Adesso sono chiuso in una specie di cassa tubolare, un cilindro che ha un gusto di metallo. Cos’è, una tana, una cuccia per cani? O sono finito all’ospedale? Mi va troppo stretto, non riesco a muovere neanche una zampa. Ed è buio, un buio pauroso. Mi sa che ci avete riprovato. Mi avete catturato un’altra volta. Perché? Tra poco è autunno. Stavo completando la mia riserva di grasso, tempo un mese o due e me ne andavo in letargo. Conosco una grotta, sui monti. C’è fresco, si sta bene. Mi accoccolavo lì e dormivo tutto l’inverno. Che male vi facevo?

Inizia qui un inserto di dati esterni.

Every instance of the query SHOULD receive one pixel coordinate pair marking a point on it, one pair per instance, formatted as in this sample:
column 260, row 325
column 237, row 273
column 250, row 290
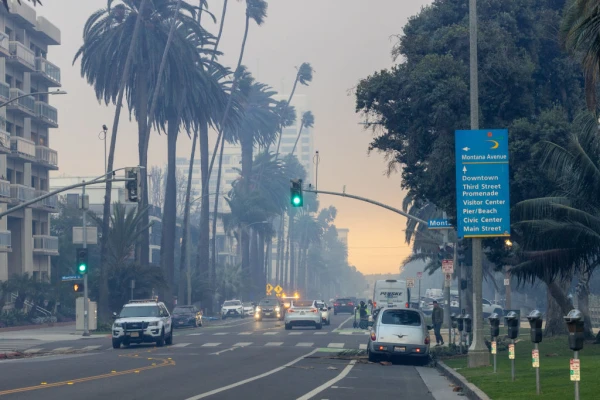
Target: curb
column 470, row 390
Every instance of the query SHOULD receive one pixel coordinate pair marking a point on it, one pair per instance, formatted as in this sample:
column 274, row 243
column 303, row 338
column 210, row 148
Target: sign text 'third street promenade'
column 482, row 183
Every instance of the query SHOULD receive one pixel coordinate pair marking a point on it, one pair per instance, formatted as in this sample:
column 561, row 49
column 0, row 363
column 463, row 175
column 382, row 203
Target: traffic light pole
column 86, row 314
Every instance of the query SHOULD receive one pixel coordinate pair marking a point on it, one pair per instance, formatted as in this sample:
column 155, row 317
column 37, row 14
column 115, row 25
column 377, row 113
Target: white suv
column 232, row 308
column 142, row 321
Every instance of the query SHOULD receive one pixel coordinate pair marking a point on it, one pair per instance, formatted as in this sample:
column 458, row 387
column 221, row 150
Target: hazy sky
column 344, row 40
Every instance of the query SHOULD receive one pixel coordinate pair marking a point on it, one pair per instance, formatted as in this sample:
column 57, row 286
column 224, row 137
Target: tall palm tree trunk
column 169, row 222
column 186, row 221
column 103, row 305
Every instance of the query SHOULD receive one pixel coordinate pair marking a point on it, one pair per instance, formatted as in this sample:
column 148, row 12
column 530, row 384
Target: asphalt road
column 240, row 359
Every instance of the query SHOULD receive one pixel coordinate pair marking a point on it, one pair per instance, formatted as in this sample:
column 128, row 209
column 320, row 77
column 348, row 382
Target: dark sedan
column 186, row 316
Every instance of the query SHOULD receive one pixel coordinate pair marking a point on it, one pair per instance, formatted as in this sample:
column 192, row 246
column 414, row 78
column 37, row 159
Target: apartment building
column 26, row 154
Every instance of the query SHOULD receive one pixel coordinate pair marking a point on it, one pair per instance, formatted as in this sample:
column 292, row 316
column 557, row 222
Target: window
column 401, row 317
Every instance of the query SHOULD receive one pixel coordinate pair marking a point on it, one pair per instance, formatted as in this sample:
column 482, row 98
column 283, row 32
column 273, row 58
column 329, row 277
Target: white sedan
column 303, row 313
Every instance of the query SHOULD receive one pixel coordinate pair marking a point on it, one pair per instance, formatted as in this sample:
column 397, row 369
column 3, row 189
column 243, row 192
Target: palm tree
column 308, row 121
column 304, row 77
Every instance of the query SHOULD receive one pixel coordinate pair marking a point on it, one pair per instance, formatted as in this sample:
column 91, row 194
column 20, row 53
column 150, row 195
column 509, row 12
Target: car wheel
column 160, row 342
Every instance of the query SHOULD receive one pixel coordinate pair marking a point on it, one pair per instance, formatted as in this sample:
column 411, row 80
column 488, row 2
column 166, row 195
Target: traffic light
column 296, row 193
column 81, row 257
column 78, row 287
column 134, row 185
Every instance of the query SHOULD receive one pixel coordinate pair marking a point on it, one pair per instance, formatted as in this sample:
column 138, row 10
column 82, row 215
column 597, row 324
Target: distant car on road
column 399, row 332
column 187, row 316
column 303, row 313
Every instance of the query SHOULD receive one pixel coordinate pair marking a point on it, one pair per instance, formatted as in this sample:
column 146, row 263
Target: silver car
column 303, row 313
column 399, row 332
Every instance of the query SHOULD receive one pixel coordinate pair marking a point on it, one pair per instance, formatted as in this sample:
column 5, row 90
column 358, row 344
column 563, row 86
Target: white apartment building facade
column 26, row 154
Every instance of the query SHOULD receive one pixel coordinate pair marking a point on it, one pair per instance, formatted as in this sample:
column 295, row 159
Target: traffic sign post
column 482, row 207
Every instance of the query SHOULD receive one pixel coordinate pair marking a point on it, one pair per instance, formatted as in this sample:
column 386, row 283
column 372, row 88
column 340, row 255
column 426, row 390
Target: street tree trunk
column 103, row 304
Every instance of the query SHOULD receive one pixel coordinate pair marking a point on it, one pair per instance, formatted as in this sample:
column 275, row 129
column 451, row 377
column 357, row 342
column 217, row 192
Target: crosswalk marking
column 61, row 349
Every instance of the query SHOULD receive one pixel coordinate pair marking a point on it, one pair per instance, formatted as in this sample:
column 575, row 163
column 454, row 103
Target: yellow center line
column 164, row 363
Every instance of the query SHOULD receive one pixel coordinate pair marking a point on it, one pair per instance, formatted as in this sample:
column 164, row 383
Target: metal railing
column 19, row 50
column 45, row 243
column 47, row 68
column 22, row 146
column 46, row 111
column 46, row 155
column 27, row 102
column 22, row 192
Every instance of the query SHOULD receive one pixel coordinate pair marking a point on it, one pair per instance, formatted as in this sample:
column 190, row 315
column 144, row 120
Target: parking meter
column 575, row 322
column 512, row 322
column 461, row 322
column 468, row 323
column 535, row 322
column 494, row 325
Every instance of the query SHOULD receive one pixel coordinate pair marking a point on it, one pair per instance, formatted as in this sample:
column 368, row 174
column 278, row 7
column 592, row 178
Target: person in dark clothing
column 437, row 317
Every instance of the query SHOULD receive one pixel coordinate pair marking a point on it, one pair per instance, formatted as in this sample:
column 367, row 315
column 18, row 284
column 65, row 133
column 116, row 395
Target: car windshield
column 302, row 303
column 183, row 310
column 139, row 311
column 401, row 317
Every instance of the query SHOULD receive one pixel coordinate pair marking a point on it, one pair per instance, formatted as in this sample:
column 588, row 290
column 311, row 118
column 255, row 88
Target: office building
column 26, row 154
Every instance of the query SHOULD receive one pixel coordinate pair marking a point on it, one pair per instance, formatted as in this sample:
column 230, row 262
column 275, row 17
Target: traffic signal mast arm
column 64, row 189
column 397, row 211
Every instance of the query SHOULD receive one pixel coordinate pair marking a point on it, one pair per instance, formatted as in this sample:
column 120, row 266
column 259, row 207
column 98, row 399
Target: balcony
column 4, row 92
column 47, row 71
column 4, row 190
column 46, row 114
column 5, row 241
column 23, row 148
column 49, row 203
column 25, row 104
column 4, row 142
column 21, row 57
column 47, row 156
column 45, row 245
column 4, row 46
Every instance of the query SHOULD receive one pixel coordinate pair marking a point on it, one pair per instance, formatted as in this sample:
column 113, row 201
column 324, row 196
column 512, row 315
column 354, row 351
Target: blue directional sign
column 442, row 223
column 482, row 183
column 71, row 278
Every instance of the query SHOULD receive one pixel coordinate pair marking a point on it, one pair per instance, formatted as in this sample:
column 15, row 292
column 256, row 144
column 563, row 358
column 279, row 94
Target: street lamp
column 31, row 94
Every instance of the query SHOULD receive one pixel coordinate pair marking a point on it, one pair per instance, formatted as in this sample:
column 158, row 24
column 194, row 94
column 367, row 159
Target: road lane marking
column 252, row 379
column 163, row 363
column 329, row 383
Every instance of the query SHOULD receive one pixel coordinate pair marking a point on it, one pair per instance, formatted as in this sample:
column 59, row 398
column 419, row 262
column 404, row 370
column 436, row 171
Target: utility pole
column 86, row 315
column 478, row 352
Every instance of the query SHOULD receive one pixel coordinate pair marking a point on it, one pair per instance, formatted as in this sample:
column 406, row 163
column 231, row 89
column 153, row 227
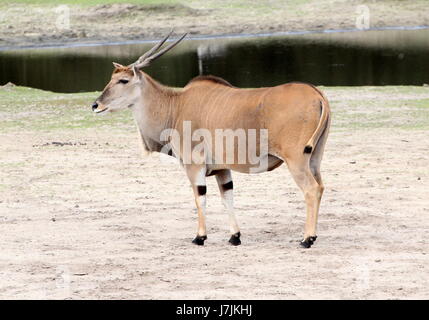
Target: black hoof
column 199, row 240
column 308, row 242
column 235, row 239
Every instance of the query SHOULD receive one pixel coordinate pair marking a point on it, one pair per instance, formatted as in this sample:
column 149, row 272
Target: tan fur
column 296, row 115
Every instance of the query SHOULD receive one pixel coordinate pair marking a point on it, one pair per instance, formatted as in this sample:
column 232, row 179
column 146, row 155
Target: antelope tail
column 309, row 147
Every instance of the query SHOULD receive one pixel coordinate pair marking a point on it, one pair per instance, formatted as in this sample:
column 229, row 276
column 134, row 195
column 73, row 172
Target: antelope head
column 124, row 88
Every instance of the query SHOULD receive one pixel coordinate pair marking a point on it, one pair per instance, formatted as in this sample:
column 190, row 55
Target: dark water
column 394, row 57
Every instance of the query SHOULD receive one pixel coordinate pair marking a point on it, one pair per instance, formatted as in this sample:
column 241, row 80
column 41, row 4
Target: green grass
column 364, row 108
column 36, row 110
column 88, row 2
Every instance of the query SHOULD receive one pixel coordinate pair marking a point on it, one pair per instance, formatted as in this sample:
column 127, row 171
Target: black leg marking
column 308, row 242
column 227, row 186
column 202, row 190
column 199, row 240
column 235, row 239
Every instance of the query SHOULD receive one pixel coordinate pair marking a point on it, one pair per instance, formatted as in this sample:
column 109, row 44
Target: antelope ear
column 137, row 73
column 117, row 65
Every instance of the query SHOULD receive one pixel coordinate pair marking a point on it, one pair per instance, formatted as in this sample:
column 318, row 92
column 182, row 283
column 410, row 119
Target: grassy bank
column 41, row 22
column 29, row 109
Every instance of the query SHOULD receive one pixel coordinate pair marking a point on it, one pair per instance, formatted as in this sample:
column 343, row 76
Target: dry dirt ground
column 83, row 216
column 43, row 22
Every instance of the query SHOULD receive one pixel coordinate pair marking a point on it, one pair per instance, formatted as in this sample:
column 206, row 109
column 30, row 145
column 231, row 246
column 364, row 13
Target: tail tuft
column 308, row 149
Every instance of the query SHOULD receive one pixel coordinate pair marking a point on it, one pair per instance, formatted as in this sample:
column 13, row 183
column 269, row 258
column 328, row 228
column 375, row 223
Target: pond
column 388, row 57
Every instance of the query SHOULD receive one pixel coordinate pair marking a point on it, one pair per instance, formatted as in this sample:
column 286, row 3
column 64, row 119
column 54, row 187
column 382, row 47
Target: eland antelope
column 294, row 118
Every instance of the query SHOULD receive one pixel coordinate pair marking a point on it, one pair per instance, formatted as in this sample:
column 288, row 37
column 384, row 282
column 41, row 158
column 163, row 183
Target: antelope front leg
column 197, row 177
column 224, row 181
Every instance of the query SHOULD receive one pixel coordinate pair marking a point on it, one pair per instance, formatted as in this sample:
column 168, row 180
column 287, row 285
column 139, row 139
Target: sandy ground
column 49, row 24
column 89, row 218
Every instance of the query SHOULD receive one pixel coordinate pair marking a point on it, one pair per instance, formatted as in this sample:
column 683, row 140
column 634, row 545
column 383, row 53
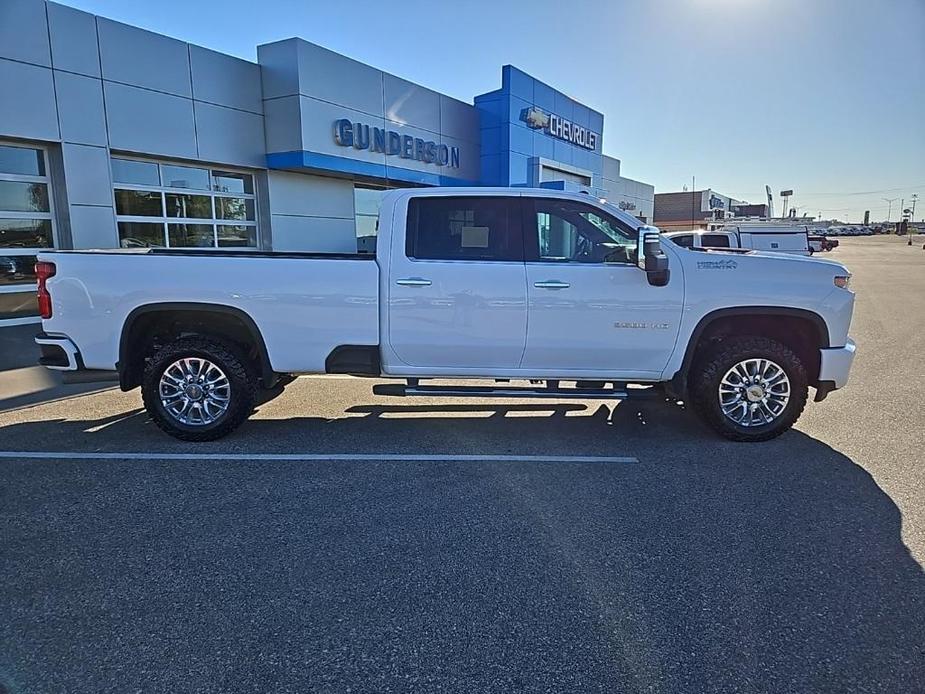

E poi, c’è una cosa che non capisco. Voi li orsi li amate. La prova è che ai vostri cuccioli regalate un sacco di orsacchiotti. Appena nati e poi per anni, non fate altro che riempirli di orsi di pezza, orsi come me… I vostri bambini ci tengono stretti nel lettino, non si addormentano senza di noi. Gli fate vedere anche i cartoni animati di noi orsi, e loro impazziscono per l’orso Yoghi, col suo berretto verde e la cravatta da uomo. E allora poi perché ci date la caccia?

Il cinema non è la vita, è ovvio. Ma nel cinema, nelle storie che inventate, c’è la vita come dovrebbe essere. Ci sono prigionieri che scappano dal carcere, e li chiamate eroi. Pensate al conte di Montecristo, a Papillon… Mi avete chiamato orso M49, e poi Papillon. E va bene. Ma il mio vero nome, il nome che mi ha dato la mia mamma quando sono nato, non lo conoscete. Non me l’avete neanche chiesto. Non ve lo perdono. Il nome è il primo regalo che ci fa la vita…

Mi avete definito anche “orso problematico”.

E questo mi fa tristezza, per voi più che per me. Ma cosa dite, come parlate? E che razza di gente siete? Davvero per voi la libertà è un problema?

Mi avete anche messo un collare. Un collare strano che manda segnali. Lo so che così mi controllate. Non va bene. Non mi va di essere sorvegliato, spiato. Non sono come voi, che vi fate monitorare dai vostri telefonini… Vi rubano i dati, sanno tutto di voi: la posizione, i gusti che avete, i prodotti che usate. Dovreste smetterla, e imparare a sciogliervi dai lacci. Dovreste imparare a essere liberi, invece di imprigionare noi. Se volete vi insegno come si fa. Non si può vivere con un collare. Scusate se me lo sono tolto, a un certo punto mi prudeva il collo, un fastidio infinito. L’ho rosicchiato.

Ecco, se mi liberate vi insegnerò come si rosicchiano i collari.